The Archaeological Museum of Thessaloniki, in collaboration with the Association of Friends of the Archaeological Museum of Thessaloniki, continues the much-loved series of scholarly talks “Wednesdays at the Museum – Archaeological Lectures.”
The initiative aims to acquaint the Thessaloniki public with new excavation and interdisciplinary research and their findings.
This month we welcome Fotis Georgiadis, Head of the Northern Greece Office of the Ephorate of Paleoanthropology and Speleology, with the lecture: “Under the Surface: Ancient Cult and Rituals in Caves of Northern Greece.”
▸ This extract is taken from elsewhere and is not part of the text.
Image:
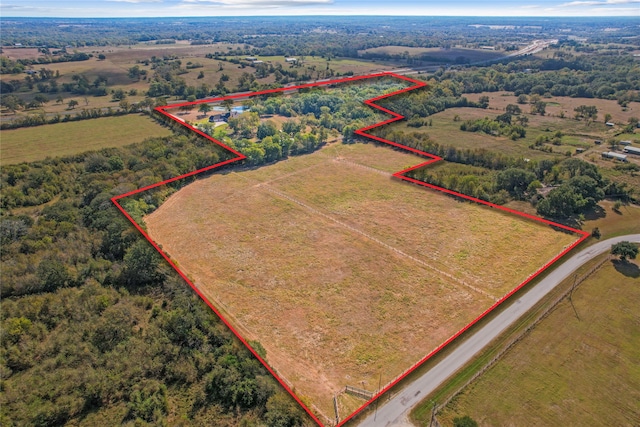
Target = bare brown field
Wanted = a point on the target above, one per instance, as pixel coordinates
(21, 52)
(344, 274)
Caves constitute a rupture in the continuum of the ground, a fissure in the world that surrounds us, a point from which we gain access to the bowels of the earth. Light recedes; the shapes and textures of the materials around us are different from the usual; it is certain that we are in a space that differs, something other than what we know.
In this lecture we will examine how these underground landscapes of northern Greece functioned as sacred places—stages of ritual and piety. The archaeological data and the conclusions that have emerged from the research of the Ephorate of Paleoanthropology and Speleology in caves of northern Greece in recent years will be presented, as well as significant monuments investigated earlier. A tour through underground spaces of Neolithic ceremonies and ancient sacred caves from Thessaly to Eastern Macedonia and from Thasos to Samos.